Recommendations

Ubuntu 16.10

Kernel recommendation

There are two critical bugs that affects Ubuntu 16.10 kernel on PowerVM and KVM virtualization. They are:

These two fixes were released on kernel 4.8.0-23.25. We strongly recommend any 16.10 users to use a kernel at this level or newer than this version.

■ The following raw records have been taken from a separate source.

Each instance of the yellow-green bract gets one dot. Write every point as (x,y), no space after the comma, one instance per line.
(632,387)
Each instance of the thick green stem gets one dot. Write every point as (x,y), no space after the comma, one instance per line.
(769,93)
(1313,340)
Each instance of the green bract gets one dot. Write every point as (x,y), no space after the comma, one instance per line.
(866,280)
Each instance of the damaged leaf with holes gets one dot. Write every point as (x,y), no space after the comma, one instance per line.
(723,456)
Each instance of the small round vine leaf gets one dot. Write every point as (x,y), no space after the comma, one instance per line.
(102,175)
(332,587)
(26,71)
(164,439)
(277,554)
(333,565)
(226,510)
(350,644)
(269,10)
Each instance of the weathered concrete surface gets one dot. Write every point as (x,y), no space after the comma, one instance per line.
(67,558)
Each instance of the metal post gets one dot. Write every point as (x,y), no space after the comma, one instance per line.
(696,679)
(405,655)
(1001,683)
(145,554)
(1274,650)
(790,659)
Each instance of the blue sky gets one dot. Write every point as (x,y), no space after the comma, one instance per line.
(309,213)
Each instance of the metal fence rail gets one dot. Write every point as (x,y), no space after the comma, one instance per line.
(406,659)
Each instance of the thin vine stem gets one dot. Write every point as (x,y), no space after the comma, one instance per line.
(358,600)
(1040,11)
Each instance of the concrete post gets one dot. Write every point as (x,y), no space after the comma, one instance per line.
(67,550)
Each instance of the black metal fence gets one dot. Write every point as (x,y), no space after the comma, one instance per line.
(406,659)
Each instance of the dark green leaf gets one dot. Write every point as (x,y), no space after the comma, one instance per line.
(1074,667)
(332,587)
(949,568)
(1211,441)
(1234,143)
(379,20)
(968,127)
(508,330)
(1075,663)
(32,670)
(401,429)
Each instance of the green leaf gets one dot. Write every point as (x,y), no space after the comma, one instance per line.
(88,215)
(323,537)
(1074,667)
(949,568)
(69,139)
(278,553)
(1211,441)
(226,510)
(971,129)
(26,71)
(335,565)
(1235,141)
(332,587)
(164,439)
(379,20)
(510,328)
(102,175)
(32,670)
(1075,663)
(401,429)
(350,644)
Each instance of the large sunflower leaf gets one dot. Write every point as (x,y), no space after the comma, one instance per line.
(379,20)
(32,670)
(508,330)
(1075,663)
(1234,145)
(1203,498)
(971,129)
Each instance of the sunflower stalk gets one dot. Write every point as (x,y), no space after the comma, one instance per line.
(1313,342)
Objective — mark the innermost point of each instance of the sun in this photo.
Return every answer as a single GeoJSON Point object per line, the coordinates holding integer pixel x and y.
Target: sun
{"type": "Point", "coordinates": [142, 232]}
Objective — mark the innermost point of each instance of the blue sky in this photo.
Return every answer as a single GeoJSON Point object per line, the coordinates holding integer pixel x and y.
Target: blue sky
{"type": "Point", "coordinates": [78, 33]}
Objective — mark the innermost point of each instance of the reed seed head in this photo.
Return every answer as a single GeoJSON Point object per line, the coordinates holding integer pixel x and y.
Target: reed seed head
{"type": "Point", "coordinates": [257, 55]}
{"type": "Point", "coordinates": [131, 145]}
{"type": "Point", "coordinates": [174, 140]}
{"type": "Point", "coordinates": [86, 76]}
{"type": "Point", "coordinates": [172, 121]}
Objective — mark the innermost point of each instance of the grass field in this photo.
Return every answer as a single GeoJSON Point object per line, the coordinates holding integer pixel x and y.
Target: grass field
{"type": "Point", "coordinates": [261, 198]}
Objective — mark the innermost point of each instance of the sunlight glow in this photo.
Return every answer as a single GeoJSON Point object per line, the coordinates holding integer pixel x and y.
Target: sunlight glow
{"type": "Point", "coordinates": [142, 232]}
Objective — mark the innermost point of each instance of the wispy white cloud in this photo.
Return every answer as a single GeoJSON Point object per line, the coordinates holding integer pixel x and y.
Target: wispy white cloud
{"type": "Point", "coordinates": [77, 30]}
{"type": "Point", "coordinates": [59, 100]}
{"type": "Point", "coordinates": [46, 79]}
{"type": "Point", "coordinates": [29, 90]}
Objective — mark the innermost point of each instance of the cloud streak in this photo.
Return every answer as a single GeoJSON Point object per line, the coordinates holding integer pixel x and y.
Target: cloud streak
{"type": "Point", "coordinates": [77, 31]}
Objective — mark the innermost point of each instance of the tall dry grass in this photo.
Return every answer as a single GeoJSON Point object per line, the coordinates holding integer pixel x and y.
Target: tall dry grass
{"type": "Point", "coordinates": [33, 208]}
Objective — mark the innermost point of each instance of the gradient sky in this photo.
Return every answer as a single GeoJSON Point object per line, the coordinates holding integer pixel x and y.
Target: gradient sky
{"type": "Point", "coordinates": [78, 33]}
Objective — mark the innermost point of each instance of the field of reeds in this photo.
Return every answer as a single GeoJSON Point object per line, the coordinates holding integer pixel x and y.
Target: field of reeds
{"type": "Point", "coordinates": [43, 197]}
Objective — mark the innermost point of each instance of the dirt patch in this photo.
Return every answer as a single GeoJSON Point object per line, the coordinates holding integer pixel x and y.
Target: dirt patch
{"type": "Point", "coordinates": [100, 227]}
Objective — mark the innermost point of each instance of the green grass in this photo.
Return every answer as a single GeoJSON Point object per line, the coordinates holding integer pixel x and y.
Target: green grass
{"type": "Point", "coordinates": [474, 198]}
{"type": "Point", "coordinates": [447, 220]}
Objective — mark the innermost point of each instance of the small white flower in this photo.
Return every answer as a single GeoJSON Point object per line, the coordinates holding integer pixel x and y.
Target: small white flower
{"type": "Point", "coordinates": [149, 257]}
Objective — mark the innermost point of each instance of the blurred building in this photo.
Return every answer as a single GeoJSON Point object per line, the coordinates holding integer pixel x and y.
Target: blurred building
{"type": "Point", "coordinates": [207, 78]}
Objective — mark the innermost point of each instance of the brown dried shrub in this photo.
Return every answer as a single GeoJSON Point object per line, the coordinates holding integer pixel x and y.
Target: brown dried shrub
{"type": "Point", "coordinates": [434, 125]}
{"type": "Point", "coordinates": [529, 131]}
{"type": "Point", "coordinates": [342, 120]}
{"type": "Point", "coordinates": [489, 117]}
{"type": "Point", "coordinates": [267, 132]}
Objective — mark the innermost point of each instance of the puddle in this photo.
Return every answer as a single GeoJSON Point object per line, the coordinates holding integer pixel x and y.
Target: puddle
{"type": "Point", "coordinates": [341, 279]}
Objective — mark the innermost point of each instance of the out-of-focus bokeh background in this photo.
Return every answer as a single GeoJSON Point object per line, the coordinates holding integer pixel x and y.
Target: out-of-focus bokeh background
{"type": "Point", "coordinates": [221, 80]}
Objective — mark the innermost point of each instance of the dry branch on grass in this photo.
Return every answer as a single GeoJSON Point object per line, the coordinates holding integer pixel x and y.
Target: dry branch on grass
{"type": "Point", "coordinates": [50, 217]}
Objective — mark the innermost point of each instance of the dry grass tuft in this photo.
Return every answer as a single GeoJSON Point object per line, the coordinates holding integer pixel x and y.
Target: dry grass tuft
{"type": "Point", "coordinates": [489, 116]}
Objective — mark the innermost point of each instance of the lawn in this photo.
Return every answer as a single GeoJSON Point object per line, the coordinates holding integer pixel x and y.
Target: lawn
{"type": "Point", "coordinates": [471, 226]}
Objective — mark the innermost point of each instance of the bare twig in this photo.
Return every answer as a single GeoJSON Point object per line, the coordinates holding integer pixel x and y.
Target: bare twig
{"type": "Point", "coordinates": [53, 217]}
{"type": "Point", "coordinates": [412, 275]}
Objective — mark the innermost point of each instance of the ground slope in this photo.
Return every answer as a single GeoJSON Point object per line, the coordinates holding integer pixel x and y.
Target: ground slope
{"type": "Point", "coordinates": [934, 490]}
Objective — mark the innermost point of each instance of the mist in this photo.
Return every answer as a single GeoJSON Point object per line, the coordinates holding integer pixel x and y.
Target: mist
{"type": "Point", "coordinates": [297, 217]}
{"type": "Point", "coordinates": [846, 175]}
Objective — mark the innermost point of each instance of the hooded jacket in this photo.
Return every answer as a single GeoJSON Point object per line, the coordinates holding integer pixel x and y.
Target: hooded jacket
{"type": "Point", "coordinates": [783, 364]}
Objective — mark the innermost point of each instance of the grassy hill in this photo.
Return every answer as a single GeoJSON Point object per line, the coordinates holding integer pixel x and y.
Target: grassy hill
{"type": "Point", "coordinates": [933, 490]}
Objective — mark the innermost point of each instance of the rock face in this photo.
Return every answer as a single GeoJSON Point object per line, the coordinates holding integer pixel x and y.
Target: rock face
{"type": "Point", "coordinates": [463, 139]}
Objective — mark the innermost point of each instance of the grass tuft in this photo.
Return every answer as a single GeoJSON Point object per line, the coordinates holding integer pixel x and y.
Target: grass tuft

If that screws up does not function correctly, your data is not repairable

Ubuntu 16.04

Btrfs on Ubuntu

We would caution anyone on relying on BTRFS for production use. There isn't a fsck userspace tool for btrfs, it's done in-kernel. If that does not function correctly, your data is not repairable. Colin King on the kernel team had also done some thorough testing of btrfs about a year ago and he deemed it still experimental quality. The test matrix from a year ago still demonstrates some bad failures on various tests: http://kernel.ubuntu.com/~cking/btrfs-testing/jan-9-2015/

Max pids on Ubuntu 16.04

If you are creating a lot of processes on Ubuntu, it has a systemd cgroup security mechanism that will limit it. It was defined by this proposal.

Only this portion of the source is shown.